Claude Code implements this through a “compact” command that clears conversation history while maintaining a summary in context. The system sometimes automatically runs this command as the context window approaches its limit. However, excessive compacting can result in lost information, so careful calibration is necessary.

Model-Specific Considerations

An interesting development is that Claude Sonnet 3.5 is aware of its own context window—a unique feature that shapes its behavior as it approaches context limits. The model proactively summarizes its progress and becomes more decisive about implementing fixes to close out tasks.

This native behavior is so distinct that Cognition had to rebuild their Devon system from scratch specifically for Claude Sonnet 3.5. Their previous implementation was incompatible with this context awareness. The results demonstrated significant improvements: 2x faster performance and 12% better results on their evaluations. This highlights that prompt engineering and context engineering strategies cannot simply be transferred from one model to another.

2. Structured Note-Taking and Agentic Memory

Structured note-taking, also known as agentic memory, involves the agent regularly writing notes that persist to memory outside the context window. The agent can then refer to this memory whenever needed.

Claude Code implements this through files like notes.md. This approach requires designing memory systems as complementary mechanisms that provide useful information alongside the actual context window, with information retrieved as needed rather than occupying precious context space continuously.

3. Sub-Agent Architecture

The sub-agent architecture assigns specific tasks to dedicated sub-agents, each with its own purpose. Each sub-agent can conduct research and take actions using available tools, with a crucial benefit: the sub-agent’s context window remains separate from the main context window.

When sub-agents take actions, they don’t rot or pollute the main context window. Only essential information returns to the main agent: the input to the sub-agent, a likely summarized list of actions taken, and the output. This preserves the main context window while sub-agents handle the bulk of the work.

Maintaining Contextual History

An important distinction exists in how different systems handle tool actions over time. While Anthropic’s Claude Code discards tool actions after a certain time if the agent deems them irrelevant, some practitioners recommend masking them instead of complete disposal.
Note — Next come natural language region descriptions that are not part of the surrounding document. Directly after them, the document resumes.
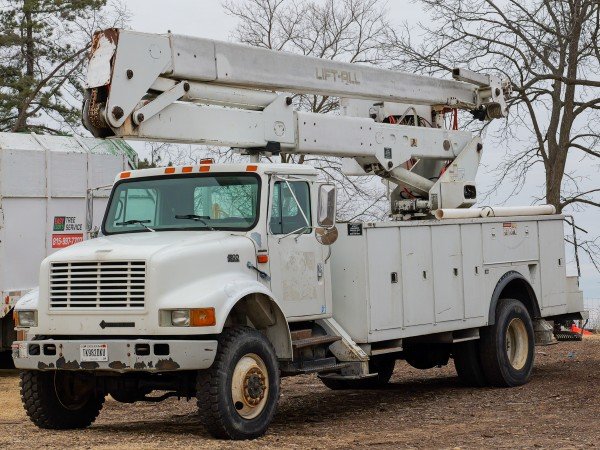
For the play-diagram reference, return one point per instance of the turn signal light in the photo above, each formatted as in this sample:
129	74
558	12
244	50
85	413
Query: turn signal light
202	317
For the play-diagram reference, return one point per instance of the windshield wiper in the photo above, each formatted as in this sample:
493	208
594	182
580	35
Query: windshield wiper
197	218
138	222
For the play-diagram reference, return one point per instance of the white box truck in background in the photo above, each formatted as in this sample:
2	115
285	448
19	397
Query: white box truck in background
44	182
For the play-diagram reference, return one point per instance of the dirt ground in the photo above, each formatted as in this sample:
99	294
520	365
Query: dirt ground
560	407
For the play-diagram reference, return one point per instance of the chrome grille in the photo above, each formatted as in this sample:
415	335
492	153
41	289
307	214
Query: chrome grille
98	284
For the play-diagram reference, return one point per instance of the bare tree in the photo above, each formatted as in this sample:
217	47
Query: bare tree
342	30
549	49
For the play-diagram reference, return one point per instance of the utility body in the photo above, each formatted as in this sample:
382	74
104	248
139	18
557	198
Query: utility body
211	281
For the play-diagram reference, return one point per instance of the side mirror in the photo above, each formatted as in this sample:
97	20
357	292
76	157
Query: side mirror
326	206
89	210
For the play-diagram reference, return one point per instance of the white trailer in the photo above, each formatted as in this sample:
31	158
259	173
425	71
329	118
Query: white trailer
44	183
212	281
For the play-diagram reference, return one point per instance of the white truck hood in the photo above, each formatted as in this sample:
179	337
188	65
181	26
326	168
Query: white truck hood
183	269
137	246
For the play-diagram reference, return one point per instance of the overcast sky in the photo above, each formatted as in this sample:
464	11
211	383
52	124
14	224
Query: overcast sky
206	18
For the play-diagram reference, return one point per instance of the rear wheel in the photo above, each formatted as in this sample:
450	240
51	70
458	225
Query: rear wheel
60	400
467	363
507	347
238	395
384	367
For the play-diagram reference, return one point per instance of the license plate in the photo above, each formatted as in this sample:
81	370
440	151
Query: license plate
94	352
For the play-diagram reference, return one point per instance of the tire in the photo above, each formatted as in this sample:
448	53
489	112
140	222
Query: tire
507	347
60	400
228	407
467	364
384	368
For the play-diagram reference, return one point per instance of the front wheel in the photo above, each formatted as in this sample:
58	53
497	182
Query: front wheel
507	347
238	395
60	400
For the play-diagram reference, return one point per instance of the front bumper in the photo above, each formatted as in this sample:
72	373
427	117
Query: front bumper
123	355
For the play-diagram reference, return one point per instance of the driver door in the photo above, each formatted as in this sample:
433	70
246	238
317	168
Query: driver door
295	260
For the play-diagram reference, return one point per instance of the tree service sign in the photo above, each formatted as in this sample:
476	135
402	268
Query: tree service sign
66	226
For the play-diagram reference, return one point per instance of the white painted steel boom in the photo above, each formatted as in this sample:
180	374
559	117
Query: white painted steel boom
193	90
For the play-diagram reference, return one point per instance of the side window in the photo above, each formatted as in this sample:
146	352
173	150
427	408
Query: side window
286	216
136	204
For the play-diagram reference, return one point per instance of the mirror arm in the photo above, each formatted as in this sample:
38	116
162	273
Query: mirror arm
296	232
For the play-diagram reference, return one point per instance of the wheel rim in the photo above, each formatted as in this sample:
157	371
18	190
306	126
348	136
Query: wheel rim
250	386
72	391
517	343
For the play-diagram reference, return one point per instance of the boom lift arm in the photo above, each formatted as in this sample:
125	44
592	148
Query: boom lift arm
193	90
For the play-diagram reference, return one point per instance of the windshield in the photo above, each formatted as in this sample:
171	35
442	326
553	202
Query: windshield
187	202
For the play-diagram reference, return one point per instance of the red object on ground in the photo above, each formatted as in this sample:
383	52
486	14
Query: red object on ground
576	329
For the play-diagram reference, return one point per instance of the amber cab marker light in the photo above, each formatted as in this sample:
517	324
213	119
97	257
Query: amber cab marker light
202	317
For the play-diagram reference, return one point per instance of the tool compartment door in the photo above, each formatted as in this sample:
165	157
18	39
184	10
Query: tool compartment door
417	276
552	261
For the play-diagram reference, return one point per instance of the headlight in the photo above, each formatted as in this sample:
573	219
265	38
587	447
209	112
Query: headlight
180	318
26	319
199	317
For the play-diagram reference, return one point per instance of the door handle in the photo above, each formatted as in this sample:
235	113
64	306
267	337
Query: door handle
319	271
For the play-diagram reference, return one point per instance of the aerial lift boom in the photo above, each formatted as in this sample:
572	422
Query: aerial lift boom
193	90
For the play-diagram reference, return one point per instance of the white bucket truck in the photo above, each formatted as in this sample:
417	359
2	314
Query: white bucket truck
213	281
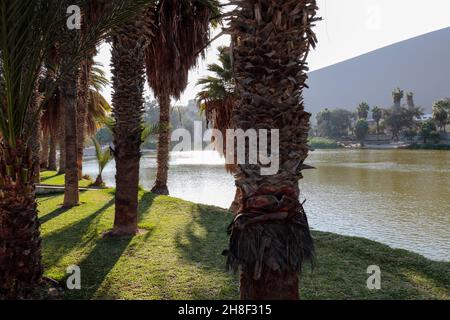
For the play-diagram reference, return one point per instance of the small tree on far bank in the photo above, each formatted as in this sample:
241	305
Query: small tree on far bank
428	131
441	111
361	131
363	111
377	114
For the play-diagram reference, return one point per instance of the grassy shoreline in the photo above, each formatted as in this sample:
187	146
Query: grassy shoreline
179	256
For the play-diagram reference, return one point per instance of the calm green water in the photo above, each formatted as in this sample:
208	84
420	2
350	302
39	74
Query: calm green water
398	197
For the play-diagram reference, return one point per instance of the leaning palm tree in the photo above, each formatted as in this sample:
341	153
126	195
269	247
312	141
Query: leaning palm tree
114	12
217	97
217	100
270	237
27	33
103	158
181	33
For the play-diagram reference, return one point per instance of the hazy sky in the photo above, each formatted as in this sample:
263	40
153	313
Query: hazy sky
349	28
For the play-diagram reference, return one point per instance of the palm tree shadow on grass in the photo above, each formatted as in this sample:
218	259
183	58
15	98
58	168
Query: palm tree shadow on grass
145	203
96	267
205	251
107	251
54	214
60	243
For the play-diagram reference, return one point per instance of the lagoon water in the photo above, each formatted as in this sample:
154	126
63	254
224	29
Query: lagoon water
397	197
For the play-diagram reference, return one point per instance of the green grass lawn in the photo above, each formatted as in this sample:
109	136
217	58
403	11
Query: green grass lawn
179	257
53	178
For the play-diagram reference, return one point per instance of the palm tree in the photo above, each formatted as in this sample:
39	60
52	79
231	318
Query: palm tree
377	114
97	109
440	114
363	111
129	41
24	40
270	237
103	158
361	131
397	95
114	12
28	30
217	101
410	100
181	33
217	97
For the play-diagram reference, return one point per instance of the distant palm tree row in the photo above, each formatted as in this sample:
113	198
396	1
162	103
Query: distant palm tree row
399	120
49	91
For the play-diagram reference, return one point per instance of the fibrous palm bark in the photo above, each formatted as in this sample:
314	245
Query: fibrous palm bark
52	151
62	139
44	151
180	34
270	237
83	100
128	44
69	96
162	173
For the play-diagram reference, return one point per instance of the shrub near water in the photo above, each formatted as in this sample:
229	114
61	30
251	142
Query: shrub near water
323	143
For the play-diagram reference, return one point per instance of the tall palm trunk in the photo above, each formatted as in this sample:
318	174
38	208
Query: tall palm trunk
33	125
270	236
82	103
20	244
83	88
52	151
128	83
160	186
62	139
44	151
69	96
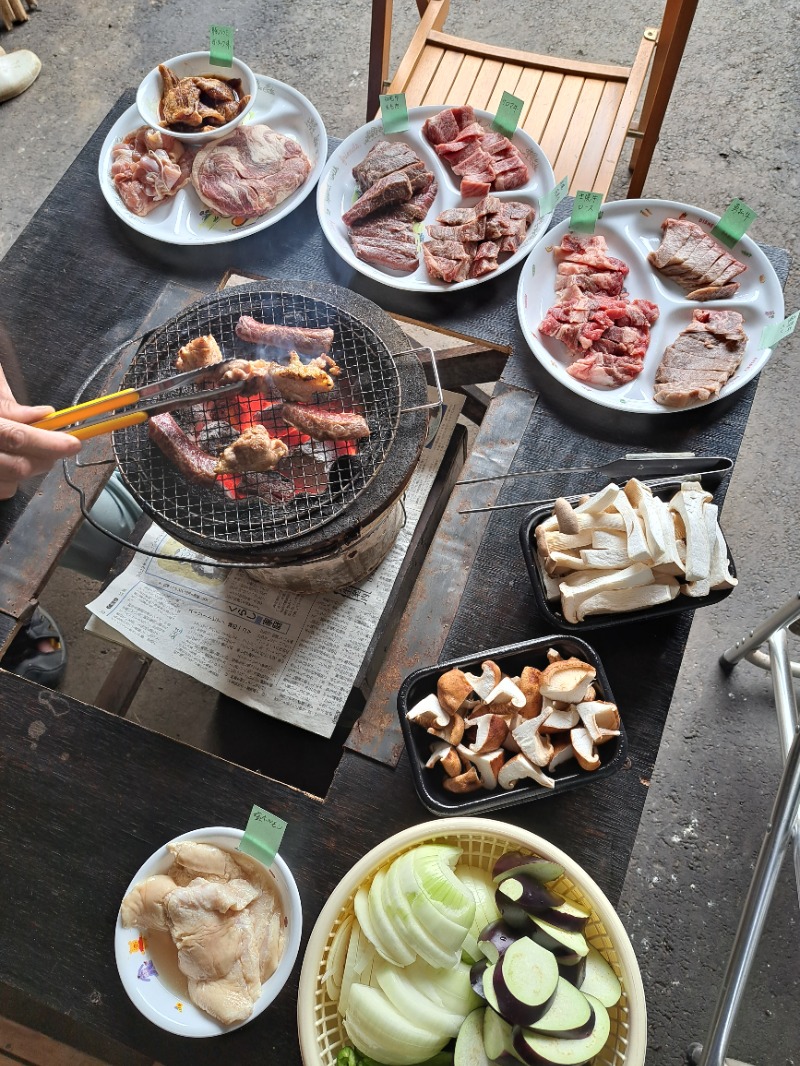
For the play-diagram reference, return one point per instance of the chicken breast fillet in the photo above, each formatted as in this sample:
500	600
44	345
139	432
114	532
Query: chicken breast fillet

The masking approach maintains a contextual history of actions taken by the agent. While you don’t need to preserve every detail, providing the agent with historical context about actions it has taken can be valuable for decision-making and consistency.

The Evolving Landscape

Context engineering represents an exciting and rapidly evolving field. As agentic systems become more sophisticated and widespread, the techniques and strategies for managing context windows will continue to develop. The shift from simple prompt engineering to comprehensive context engineering reflects the growing complexity of AI systems and the need for more nuanced approaches to managing their capabilities and limitations.